Pip Hare, “I would like to be closer to Giancarlo Pedote, to Damien Seguin and to Isabelle Joschke. If I could be close to them I would be super happy."
Her US based sponsors Medallia loved the way she told her story and her gritty performance and before the race had even finished had committed to continue. Now equipped with the boat which won the 2016-17 race as Armel Le Cléac’h’s Banque Populaire and just finished third as Louis Burton’s Bureau Vallée, Hare is armed with a good, proven foiling boat which she is getting to grips with an progressively finding the gears in all the different wind and sea conditions.
Last month’s Guyader Bermudes 1000 proved something of a disappointing first race with her new boat, finishing 17th on a 1300 miles course which had a lot of upwind racing, not the strongest suit on a Vendée Globe optimised design.
Hare has been upbeat during the preparatory, build up week in the summer sunshine of Les Sables d’Olonne ready to take on a new adventure and learn all she can.
“I am feeling a lot better than I thought I would.” Hare smiled this week on the Port Olona dock, “I have drawn a line under the Bermudes 1000 race. I don’t actually think my own expectations were too high, but maybe others expectations weighed on me a bit.”
She affirms, “But the thing is I am me. I have only got my journey behind me. I have come from where I have. I don’t have an elite sailing background.I am working as hard as I can to step up to the level of this boat and working with some great people but I am where I am. My success in this race is not going to be determined by where I finish in the rankings but how I sail the boat, which decisions I make, how I improve during the race. And most of all I just want to enjoy it because this is what I love doing.”

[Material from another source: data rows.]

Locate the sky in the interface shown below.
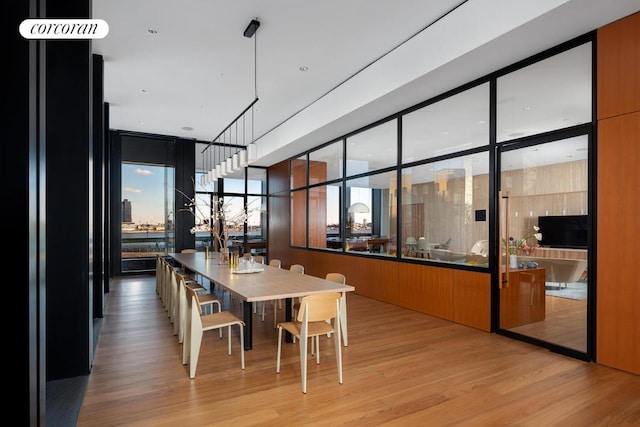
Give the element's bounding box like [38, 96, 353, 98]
[122, 163, 169, 224]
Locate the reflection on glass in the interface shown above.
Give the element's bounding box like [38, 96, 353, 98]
[500, 136, 589, 352]
[402, 83, 489, 163]
[289, 190, 307, 247]
[309, 184, 342, 250]
[496, 43, 592, 142]
[347, 120, 398, 176]
[309, 141, 343, 185]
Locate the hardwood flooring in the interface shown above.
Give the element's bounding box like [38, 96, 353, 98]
[78, 277, 640, 427]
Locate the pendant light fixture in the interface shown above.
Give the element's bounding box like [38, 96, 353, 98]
[249, 19, 260, 164]
[202, 19, 260, 171]
[240, 116, 249, 168]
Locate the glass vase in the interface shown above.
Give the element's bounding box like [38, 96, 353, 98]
[218, 248, 229, 265]
[509, 254, 518, 269]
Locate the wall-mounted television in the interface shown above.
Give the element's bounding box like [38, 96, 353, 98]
[538, 215, 588, 249]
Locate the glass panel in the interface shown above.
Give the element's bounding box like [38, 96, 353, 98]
[121, 162, 175, 271]
[496, 43, 592, 142]
[347, 120, 398, 176]
[290, 156, 307, 188]
[309, 184, 342, 250]
[290, 190, 307, 247]
[309, 141, 343, 185]
[195, 172, 218, 192]
[402, 83, 489, 163]
[247, 167, 267, 194]
[191, 193, 213, 251]
[400, 152, 489, 267]
[222, 196, 245, 252]
[224, 175, 244, 194]
[344, 171, 397, 256]
[500, 136, 589, 352]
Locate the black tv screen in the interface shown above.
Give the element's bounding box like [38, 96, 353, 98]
[538, 215, 587, 249]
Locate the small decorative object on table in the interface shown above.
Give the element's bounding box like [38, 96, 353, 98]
[502, 225, 542, 268]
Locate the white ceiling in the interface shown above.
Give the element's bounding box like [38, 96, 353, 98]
[93, 0, 640, 172]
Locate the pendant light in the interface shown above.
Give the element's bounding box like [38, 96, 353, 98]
[202, 19, 260, 170]
[245, 19, 260, 164]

She spent a period training in the Atlantic out of Cascais working with coaches Jack Bouttell and Ben Schwarz, “Working with coaches has been very beneficial, with Jack Bouttell and Ben Schwarz. We will start doing a lot more data analysis after this. But of course numbers are a base line for us and we need to adapt them to my style of sailing. I have numbers I can route with but I have to work to be more accurate for the boat.”
And as far as her hopes and expectations go for this race she is trying to be objective but at the same time knows what her target is..

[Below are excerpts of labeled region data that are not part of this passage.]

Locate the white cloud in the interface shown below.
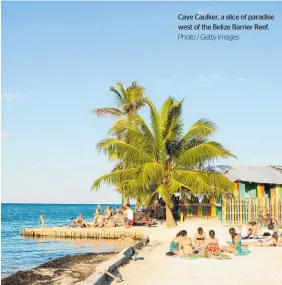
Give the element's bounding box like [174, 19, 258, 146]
[1, 132, 9, 139]
[237, 77, 248, 82]
[1, 92, 28, 101]
[198, 74, 221, 81]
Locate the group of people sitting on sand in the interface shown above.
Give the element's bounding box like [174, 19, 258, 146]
[166, 227, 282, 258]
[72, 204, 158, 228]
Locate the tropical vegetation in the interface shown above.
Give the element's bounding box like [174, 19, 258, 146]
[91, 91, 234, 227]
[91, 81, 145, 204]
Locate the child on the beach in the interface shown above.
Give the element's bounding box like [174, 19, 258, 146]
[178, 231, 194, 257]
[166, 231, 187, 256]
[205, 230, 220, 257]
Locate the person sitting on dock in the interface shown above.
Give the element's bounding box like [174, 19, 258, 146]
[73, 214, 88, 228]
[194, 227, 206, 253]
[123, 204, 134, 228]
[94, 205, 101, 216]
[222, 228, 249, 255]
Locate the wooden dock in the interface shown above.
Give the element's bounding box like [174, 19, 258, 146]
[20, 227, 145, 240]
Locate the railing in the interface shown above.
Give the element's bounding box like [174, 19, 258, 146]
[179, 201, 221, 220]
[222, 197, 282, 226]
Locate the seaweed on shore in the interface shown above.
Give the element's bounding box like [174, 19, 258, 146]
[1, 252, 116, 285]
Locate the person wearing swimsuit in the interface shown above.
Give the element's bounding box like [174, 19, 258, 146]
[179, 231, 194, 257]
[194, 227, 206, 254]
[205, 230, 220, 257]
[222, 228, 249, 255]
[166, 231, 187, 256]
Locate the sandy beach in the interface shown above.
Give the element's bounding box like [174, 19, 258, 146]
[111, 220, 282, 285]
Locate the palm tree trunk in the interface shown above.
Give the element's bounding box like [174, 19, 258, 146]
[165, 205, 176, 228]
[121, 162, 130, 206]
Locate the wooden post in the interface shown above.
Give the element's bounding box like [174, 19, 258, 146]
[39, 215, 45, 229]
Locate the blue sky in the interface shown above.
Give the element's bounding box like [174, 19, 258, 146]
[2, 2, 282, 203]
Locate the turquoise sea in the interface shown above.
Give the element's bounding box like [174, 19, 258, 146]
[1, 204, 135, 277]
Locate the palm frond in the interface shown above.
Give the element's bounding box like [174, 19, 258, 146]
[156, 184, 173, 207]
[90, 107, 124, 117]
[110, 86, 124, 107]
[97, 138, 154, 164]
[180, 119, 216, 143]
[172, 169, 235, 195]
[175, 141, 236, 168]
[163, 100, 183, 142]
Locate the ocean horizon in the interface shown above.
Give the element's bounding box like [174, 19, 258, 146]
[1, 203, 135, 277]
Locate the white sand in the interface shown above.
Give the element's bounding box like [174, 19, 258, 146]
[112, 220, 282, 285]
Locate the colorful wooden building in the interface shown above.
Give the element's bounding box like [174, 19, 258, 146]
[181, 165, 282, 218]
[212, 165, 282, 200]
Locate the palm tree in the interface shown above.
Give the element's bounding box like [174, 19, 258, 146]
[91, 98, 237, 227]
[91, 82, 145, 204]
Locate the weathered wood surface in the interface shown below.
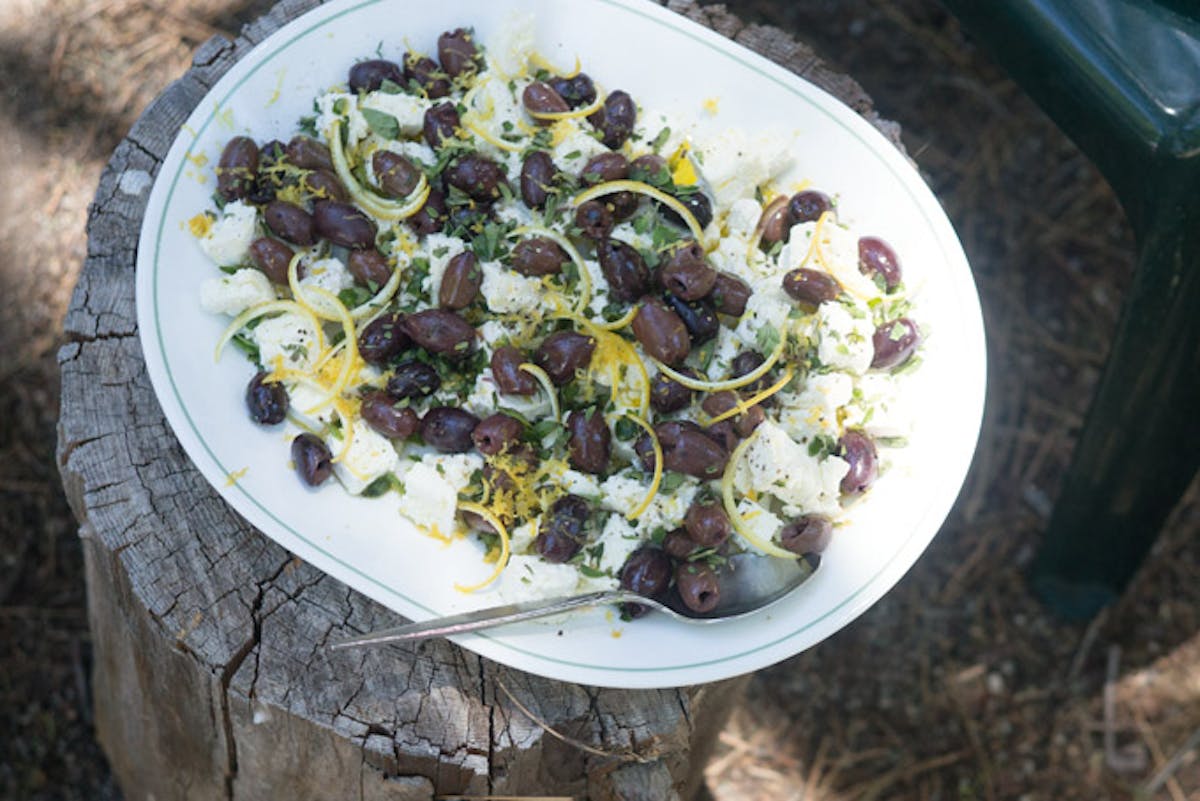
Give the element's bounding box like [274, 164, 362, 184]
[59, 0, 899, 801]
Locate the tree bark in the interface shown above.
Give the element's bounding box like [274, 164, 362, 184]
[59, 0, 899, 801]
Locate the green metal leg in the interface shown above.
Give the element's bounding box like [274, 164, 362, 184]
[943, 0, 1200, 618]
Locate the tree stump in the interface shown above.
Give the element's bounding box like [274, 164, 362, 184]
[59, 0, 899, 801]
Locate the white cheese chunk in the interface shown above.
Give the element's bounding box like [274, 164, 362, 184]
[325, 420, 397, 495]
[200, 267, 275, 317]
[253, 312, 317, 371]
[479, 261, 541, 314]
[200, 200, 258, 267]
[816, 302, 875, 375]
[400, 462, 458, 537]
[734, 421, 850, 516]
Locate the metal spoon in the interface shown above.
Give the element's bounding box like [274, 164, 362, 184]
[329, 554, 814, 651]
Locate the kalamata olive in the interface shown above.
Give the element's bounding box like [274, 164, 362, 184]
[566, 409, 612, 475]
[683, 500, 733, 548]
[858, 236, 900, 291]
[217, 137, 258, 200]
[871, 317, 920, 369]
[580, 152, 629, 186]
[359, 390, 421, 439]
[246, 371, 288, 426]
[438, 28, 479, 78]
[388, 361, 442, 401]
[758, 194, 792, 247]
[292, 433, 334, 487]
[510, 236, 571, 276]
[287, 134, 334, 169]
[787, 189, 833, 225]
[349, 59, 404, 94]
[676, 562, 721, 614]
[250, 236, 295, 284]
[421, 406, 479, 453]
[359, 314, 413, 367]
[534, 331, 596, 386]
[784, 267, 841, 306]
[422, 102, 462, 150]
[346, 247, 391, 289]
[629, 153, 671, 186]
[312, 200, 376, 249]
[588, 89, 637, 150]
[300, 169, 350, 203]
[371, 150, 421, 198]
[661, 191, 713, 229]
[263, 200, 317, 247]
[704, 420, 742, 453]
[652, 420, 730, 480]
[632, 296, 691, 366]
[408, 188, 448, 234]
[838, 428, 880, 495]
[438, 251, 484, 309]
[521, 80, 571, 118]
[444, 153, 509, 203]
[659, 240, 716, 300]
[470, 411, 524, 456]
[404, 308, 475, 359]
[700, 390, 738, 417]
[403, 53, 450, 100]
[620, 546, 672, 618]
[733, 403, 767, 438]
[662, 526, 700, 561]
[548, 72, 596, 108]
[521, 150, 558, 209]
[533, 495, 589, 564]
[492, 345, 538, 396]
[779, 514, 833, 556]
[712, 272, 754, 317]
[666, 294, 721, 345]
[596, 239, 652, 302]
[650, 367, 697, 414]
[575, 200, 616, 242]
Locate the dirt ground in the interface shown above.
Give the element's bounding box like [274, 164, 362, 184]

“ On paper this is the mid fleet boat. It has small foils and it is now two generations old. And I think probably I am mid fleet. I think this boat is a good boat for learning. I would like to be closer to Giancarlo Pedote, to Damien Seguin and to Isabelle Joschke. If I could be close to them I would be super happy.”
Disappointment and slightly disillusioned after that last race she sought out Isabelle Joschke who gave her sage advice which the British skipper has taken firmly on board,
“ I had a great conversation with Isabel. And it really kind of gave me permission to let go of all the angst that I had after the Bermudes 1000. I felt like I was missing something. I thought ‘I am not doing this right’ I found it so very challenging physically it was hard to comprehend. We had that 800 miles beat back to the finish and that meant tacking twice a day. And that is not just half an hour of flat out work it is half an hour of risk, half an hour of exhaustion. I thought ‘how can everyone else be doing this and I am struggling?’ and so I managed to hunt down Isabel. I said how do you manage stacking the sails…and she said ‘I don’t. You just do what you can and what works for you.’ The thing is I have been trained to the idea of perfection from Class 40 and sailing fully crewed and then there is no compromise. For one person that can be just too physically demanding. Isabel said you just have to sail to the style that works for you. You are not a guy. You are not sailing fully crewed. You are a woman sailing an IMOCA on your own. And so she tailors her style and tactics to what she knows she is physically able to do and then takes the hit on performance some times. Just speaking to her who has been successful has been so useful. Things I would have considered to be cutting corners are now about sailing to your strengths and weaknesses. It is sailing with your head. That is what I did well on the Vendée. I know I am good at that, sailing with my head. But put me in a pack of boats and I am losing that confidence.”
This could be a course which suits her style and approach to racing,
“ There will be a challenging, physical race with lots of transitions. The answer for me is to get our of here away from the start using maximum brain, minimum brawn. And then if we can get a decent reach to the north that is when I can put my foot down. Coming up to the Fastnet on that last race on that reach I was taking boats and was watching the speed of the other boats with foils like mine and I am as fast when we are reaching. It is the transitions and the other things I have to work on.
Getting out of here will be tricky as it always will be. The north Atlantic is a tricky place to be but being cold and wet is like sailing in the UK and so I should be decent at it. Fixing up the heater is low priority at the moment and I certainly don’t want it to be too warm below anyway as it’ll be hard to come out! But, just grin and bear it it’ll be fine. It’s only two weeks.
It has been great to be here with the other skippers. We really feel part of something big here. We are proud to be a British team based in the UK but when we are here you feel part of something big.”